Updated permission list for newuser to access Custom DB

Updated the permission list required to access the Custom DB for the newuser.

Reference to ICM: https://portal.microsofticm.com/imp/v3/incidents/details/455466966/home

Author: rayamsandhir

articles/hdinsight/hdinsight-custom-ambari-db.md

@@ -32,7 +32,17 @@ The custom Ambari DB has the following other requirements:
 - The name of the database cannot contain hyphens or spaces
 - You must have an existing Azure SQL DB server and database.
 - The database that you provide for Ambari setup must be empty.
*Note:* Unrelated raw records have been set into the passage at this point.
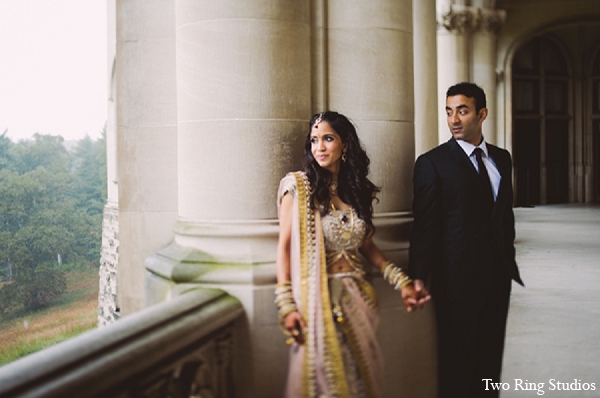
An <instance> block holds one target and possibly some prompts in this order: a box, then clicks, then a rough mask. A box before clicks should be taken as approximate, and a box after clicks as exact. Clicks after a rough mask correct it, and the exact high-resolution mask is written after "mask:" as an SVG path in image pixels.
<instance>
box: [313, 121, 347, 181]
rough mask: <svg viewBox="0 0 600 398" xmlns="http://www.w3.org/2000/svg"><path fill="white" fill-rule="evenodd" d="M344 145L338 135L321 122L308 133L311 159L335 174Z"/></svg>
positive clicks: (332, 172) (336, 133)
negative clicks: (309, 138) (309, 140)
mask: <svg viewBox="0 0 600 398" xmlns="http://www.w3.org/2000/svg"><path fill="white" fill-rule="evenodd" d="M345 147H346V145H345V144H344V143H343V142H342V138H341V137H340V136H339V134H338V133H336V132H335V130H334V129H333V128H332V127H331V126H330V125H329V123H327V122H325V121H323V122H321V123H319V124H318V125H315V126H314V127H313V128H312V131H311V132H310V150H311V152H312V155H313V157H314V158H315V160H316V161H317V163H318V164H319V166H321V167H322V168H324V169H327V170H329V171H331V172H332V173H337V172H338V171H339V169H340V162H341V158H342V151H343V150H344V148H345Z"/></svg>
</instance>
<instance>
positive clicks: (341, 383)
mask: <svg viewBox="0 0 600 398" xmlns="http://www.w3.org/2000/svg"><path fill="white" fill-rule="evenodd" d="M293 174H294V177H295V178H296V186H297V188H298V189H297V199H298V218H299V221H300V225H299V227H300V274H301V277H302V285H301V297H302V303H306V306H305V307H304V308H305V309H306V310H305V311H304V312H306V313H307V314H308V319H306V318H305V319H306V321H307V322H308V327H307V336H306V337H307V338H306V343H305V344H306V347H305V357H304V367H303V371H302V380H303V381H302V392H301V394H302V397H306V398H313V397H316V395H317V388H316V386H317V380H316V373H315V369H316V368H315V358H316V353H317V349H319V347H317V345H316V343H317V342H316V338H315V336H314V335H313V334H314V331H315V328H314V325H315V324H316V321H317V320H316V319H315V318H316V315H317V314H316V313H315V311H310V310H309V309H310V308H317V305H318V304H319V303H318V302H316V300H319V299H320V301H321V302H320V305H321V308H320V311H317V312H320V313H321V314H322V317H323V326H324V332H325V338H324V341H323V345H324V347H320V348H321V349H323V350H324V351H325V355H324V358H325V374H326V377H327V380H328V384H329V386H330V387H331V393H332V395H333V396H340V397H345V396H348V385H347V383H346V376H345V373H344V369H343V361H342V355H341V352H340V347H339V344H338V341H337V336H336V332H335V324H334V322H333V316H332V314H331V302H330V299H329V288H328V280H327V272H326V269H325V268H326V259H325V247H324V241H323V236H322V234H319V233H318V231H317V228H316V223H315V218H316V217H317V216H318V215H316V214H315V211H314V209H313V206H311V203H310V190H311V189H310V182H309V181H308V177H307V176H306V174H304V173H302V172H295V173H293ZM301 187H304V189H301ZM317 239H318V240H319V242H318V243H319V253H318V254H317V253H316V252H315V248H316V246H317ZM317 255H318V256H319V257H318V258H319V259H320V263H321V266H320V267H317V261H316V260H317ZM317 272H318V273H319V275H317ZM313 279H316V280H317V281H318V282H319V283H320V288H321V296H320V297H317V294H316V293H317V292H316V291H315V287H316V286H315V284H313V283H308V281H309V280H313Z"/></svg>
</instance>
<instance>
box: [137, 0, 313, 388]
mask: <svg viewBox="0 0 600 398" xmlns="http://www.w3.org/2000/svg"><path fill="white" fill-rule="evenodd" d="M175 10H176V43H177V44H176V45H177V51H176V53H177V59H176V65H177V66H176V73H177V120H178V139H177V141H178V157H177V169H178V181H179V183H178V189H177V195H178V220H177V223H176V225H175V228H174V231H175V238H174V240H173V242H172V244H171V245H169V246H166V247H164V248H163V249H162V250H160V251H159V252H158V253H156V254H155V255H154V256H152V257H150V258H148V259H147V261H146V267H147V269H148V271H149V273H148V275H147V278H146V284H147V285H146V287H147V290H146V291H147V300H148V302H147V304H152V303H154V302H158V301H163V300H165V299H168V298H169V297H171V296H173V295H176V294H179V293H180V292H182V291H184V290H185V289H187V288H189V287H192V286H197V285H199V284H200V285H202V286H205V287H217V288H220V289H224V290H226V291H228V292H229V293H230V294H232V295H234V296H235V297H237V298H238V299H239V300H240V301H241V302H242V303H243V305H244V307H245V310H246V318H245V320H244V324H243V325H240V327H239V328H238V329H237V331H236V333H239V334H238V338H237V339H236V342H237V344H238V345H237V346H236V347H235V350H234V353H235V355H236V359H235V361H234V375H235V389H236V392H237V394H238V396H240V397H241V396H243V397H278V396H281V393H282V391H283V389H284V383H285V379H286V371H287V352H288V347H287V346H286V345H285V338H284V336H283V334H282V333H281V331H280V330H279V327H278V325H277V311H276V307H275V305H274V303H273V298H274V295H273V286H274V283H275V256H276V251H277V250H276V245H277V235H278V231H279V229H278V225H277V206H276V192H277V187H278V184H279V180H280V179H281V178H282V177H283V176H284V175H285V174H286V173H287V172H288V171H291V170H297V169H298V168H299V167H300V161H301V156H302V153H303V144H304V140H305V137H306V133H307V130H306V129H307V123H308V120H309V119H310V116H311V115H312V113H311V51H310V46H311V9H310V3H309V2H290V1H284V0H273V1H269V2H265V1H263V0H246V1H234V0H221V1H218V2H216V1H198V0H175Z"/></svg>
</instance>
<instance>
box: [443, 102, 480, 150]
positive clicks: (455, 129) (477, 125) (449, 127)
mask: <svg viewBox="0 0 600 398" xmlns="http://www.w3.org/2000/svg"><path fill="white" fill-rule="evenodd" d="M486 117H487V109H486V108H482V109H480V110H479V112H477V111H476V110H475V98H469V97H465V96H464V95H454V96H451V97H448V98H446V118H447V121H448V127H449V128H450V132H451V133H452V136H453V137H454V139H456V140H463V141H466V142H468V143H470V144H473V145H475V146H477V145H479V144H481V140H482V138H483V135H482V132H481V126H482V124H483V121H484V120H485V118H486Z"/></svg>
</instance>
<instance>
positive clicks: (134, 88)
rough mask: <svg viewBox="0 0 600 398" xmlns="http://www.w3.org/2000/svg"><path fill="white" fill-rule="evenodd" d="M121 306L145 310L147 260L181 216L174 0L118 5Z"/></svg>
mask: <svg viewBox="0 0 600 398" xmlns="http://www.w3.org/2000/svg"><path fill="white" fill-rule="evenodd" d="M116 19H117V45H116V66H115V67H116V76H117V78H116V95H117V97H118V99H119V101H118V102H117V109H116V112H117V143H116V147H117V154H118V159H119V162H118V165H117V175H118V181H119V242H120V250H119V267H118V275H119V294H118V297H119V304H120V307H121V310H122V313H123V314H124V315H126V314H128V313H132V312H135V311H138V310H140V309H142V308H144V305H145V300H144V297H145V289H144V275H145V269H144V261H145V259H146V258H147V257H148V256H150V255H152V254H154V253H156V251H157V250H159V249H160V248H163V247H165V246H166V245H167V244H168V243H169V242H170V241H171V240H172V239H173V232H172V227H173V224H174V223H175V220H176V216H177V161H176V159H177V96H176V93H177V91H176V85H175V83H176V79H175V7H174V0H128V1H125V0H117V3H116Z"/></svg>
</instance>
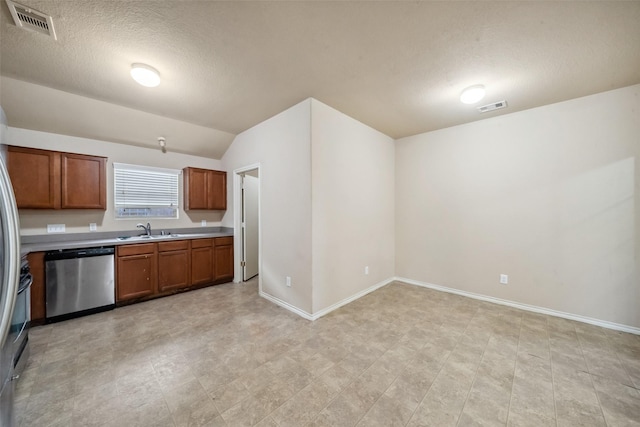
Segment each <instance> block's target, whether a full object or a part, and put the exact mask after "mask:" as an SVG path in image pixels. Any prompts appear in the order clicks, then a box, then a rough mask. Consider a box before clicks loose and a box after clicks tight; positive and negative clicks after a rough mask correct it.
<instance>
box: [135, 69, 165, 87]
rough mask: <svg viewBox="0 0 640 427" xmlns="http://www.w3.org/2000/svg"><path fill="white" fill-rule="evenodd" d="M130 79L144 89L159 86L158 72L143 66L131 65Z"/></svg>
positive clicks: (157, 71)
mask: <svg viewBox="0 0 640 427" xmlns="http://www.w3.org/2000/svg"><path fill="white" fill-rule="evenodd" d="M131 77H133V80H135V81H136V82H138V83H139V84H141V85H142V86H146V87H156V86H158V85H159V84H160V74H159V73H158V71H157V70H156V69H155V68H153V67H150V66H148V65H145V64H131Z"/></svg>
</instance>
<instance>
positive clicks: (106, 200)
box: [60, 153, 107, 210]
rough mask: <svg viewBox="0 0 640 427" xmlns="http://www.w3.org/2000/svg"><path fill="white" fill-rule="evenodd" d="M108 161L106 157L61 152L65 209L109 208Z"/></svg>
mask: <svg viewBox="0 0 640 427" xmlns="http://www.w3.org/2000/svg"><path fill="white" fill-rule="evenodd" d="M106 162H107V159H106V158H104V157H95V156H85V155H82V154H71V153H61V154H60V177H61V186H62V188H61V207H62V208H63V209H103V210H105V209H107V178H106Z"/></svg>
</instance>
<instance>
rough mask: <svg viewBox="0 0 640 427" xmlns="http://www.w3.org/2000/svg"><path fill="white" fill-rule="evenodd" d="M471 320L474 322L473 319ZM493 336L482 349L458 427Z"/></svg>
mask: <svg viewBox="0 0 640 427" xmlns="http://www.w3.org/2000/svg"><path fill="white" fill-rule="evenodd" d="M476 314H477V311H476ZM474 317H475V315H474ZM471 320H473V318H472V319H471ZM469 324H471V321H470V322H469ZM468 327H469V326H467V328H468ZM492 336H493V333H492V334H491V335H490V336H489V339H488V340H487V342H486V343H485V344H484V348H483V349H482V356H481V357H480V362H478V366H476V372H475V374H474V375H473V381H471V386H470V387H469V391H467V397H466V398H465V399H464V404H463V405H462V408H461V409H460V413H459V414H458V422H457V423H456V426H459V425H460V419H461V418H462V414H463V413H464V408H465V406H467V402H468V401H469V396H471V390H473V386H474V385H475V383H476V379H477V378H478V371H479V370H480V366H481V365H482V361H483V360H484V355H485V353H486V352H487V346H488V345H489V341H490V340H491V337H492Z"/></svg>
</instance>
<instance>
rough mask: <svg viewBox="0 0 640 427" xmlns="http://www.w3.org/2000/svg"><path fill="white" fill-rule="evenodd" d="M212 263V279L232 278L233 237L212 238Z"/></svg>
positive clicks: (232, 270)
mask: <svg viewBox="0 0 640 427" xmlns="http://www.w3.org/2000/svg"><path fill="white" fill-rule="evenodd" d="M213 264H214V265H213V271H214V278H213V280H214V281H216V282H230V281H232V280H233V237H219V238H216V239H214V253H213Z"/></svg>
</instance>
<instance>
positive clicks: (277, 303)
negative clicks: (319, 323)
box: [259, 277, 396, 320]
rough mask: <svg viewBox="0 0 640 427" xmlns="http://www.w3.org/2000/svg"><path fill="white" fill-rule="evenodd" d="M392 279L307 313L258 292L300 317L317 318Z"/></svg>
mask: <svg viewBox="0 0 640 427" xmlns="http://www.w3.org/2000/svg"><path fill="white" fill-rule="evenodd" d="M394 280H396V279H395V278H393V277H392V278H389V279H386V280H383V281H382V282H379V283H376V284H375V285H373V286H370V287H368V288H367V289H364V290H362V291H360V292H358V293H356V294H354V295H351V296H350V297H348V298H345V299H343V300H342V301H338V302H337V303H335V304H333V305H331V306H329V307H327V308H325V309H322V310H320V311H318V312H317V313H314V314H310V313H307V312H306V311H304V310H301V309H299V308H298V307H296V306H294V305H291V304H289V303H288V302H286V301H283V300H281V299H280V298H277V297H274V296H273V295H269V294H267V293H265V292H262V291H260V292H259V294H260V296H261V297H262V298H264V299H266V300H269V301H271V302H272V303H274V304H276V305H279V306H280V307H282V308H285V309H287V310H289V311H291V312H293V313H295V314H297V315H298V316H300V317H303V318H305V319H307V320H317V319H319V318H321V317H322V316H325V315H327V314H329V313H331V312H332V311H333V310H336V309H338V308H340V307H342V306H343V305H346V304H349V303H350V302H353V301H355V300H357V299H358V298H362V297H363V296H365V295H367V294H369V293H371V292H373V291H375V290H377V289H380V288H381V287H383V286H385V285H388V284H389V283H391V282H393V281H394Z"/></svg>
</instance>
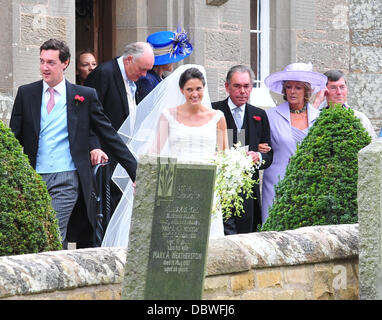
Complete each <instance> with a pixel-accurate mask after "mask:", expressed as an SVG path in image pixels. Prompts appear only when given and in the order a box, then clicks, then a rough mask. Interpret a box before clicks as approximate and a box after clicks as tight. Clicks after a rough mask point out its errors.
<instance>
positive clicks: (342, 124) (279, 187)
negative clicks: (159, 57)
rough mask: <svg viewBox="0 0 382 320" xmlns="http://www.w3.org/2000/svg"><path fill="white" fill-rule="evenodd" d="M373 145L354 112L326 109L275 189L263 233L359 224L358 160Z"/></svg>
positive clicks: (333, 107) (339, 106)
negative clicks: (329, 226)
mask: <svg viewBox="0 0 382 320" xmlns="http://www.w3.org/2000/svg"><path fill="white" fill-rule="evenodd" d="M370 141H371V138H370V136H369V135H368V133H367V131H366V130H365V129H364V127H363V126H362V124H361V122H360V120H359V119H358V118H356V117H355V116H354V113H353V111H352V110H351V109H346V108H343V107H342V106H339V105H335V106H334V107H331V108H329V109H324V110H323V111H322V112H321V114H320V116H319V118H318V119H317V120H316V122H315V124H314V125H313V127H312V128H311V129H310V130H309V134H308V135H307V136H306V137H305V139H304V140H303V141H302V143H301V144H300V145H298V147H297V150H296V153H295V154H294V155H293V156H292V157H291V159H290V162H289V164H288V166H287V169H286V174H285V177H284V179H283V180H281V181H280V182H279V183H278V185H277V186H276V187H275V191H276V196H275V199H274V202H273V205H272V206H271V207H270V209H269V216H268V219H267V221H266V223H265V224H264V225H263V226H262V228H261V231H270V230H274V231H282V230H291V229H296V228H300V227H304V226H313V225H330V224H346V223H357V221H358V212H357V179H358V161H357V154H358V151H359V150H360V149H362V148H363V147H365V146H366V145H368V144H369V143H370Z"/></svg>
There should be no tables in the default dbo schema.
-- The user used to connect to the database should have SELECT, CREATE TABLE, and INSERT permissions on the database.
+- The user used to connect to the database should have **SELECT, CREATE TABLE, INSERT, UPDATE, DELETE, ALTER ON SCHEMA and REFERENCES ON SCHEMA** permissions on the database.
+```sql
+GRANT CREATE TABLE TO newuser;
+GRANT INSERT TO newuser;
+GRANT SELECT TO newuser;
+GRANT UPDATE TO newuser;
+GRANT DELETE TO newuser;
+GRANT ALTER ON SCHEMA::dbo TO newuser;
+GRANT REFERENCES ON SCHEMA::dbo TO newuser;
+```
+
 - Turn on the option to [Allow access to Azure services](/azure/azure-sql/database/vnet-service-endpoint-rule-overview#azure-portal-steps) on the server where you host Ambari.
 - Management IP addresses from HDInsight service need to be allowed in the firewall rule. See [HDInsight management IP addresses](hdinsight-management-ip-addresses.md) for a list of the IP addresses that must be added to the server-level firewall rule.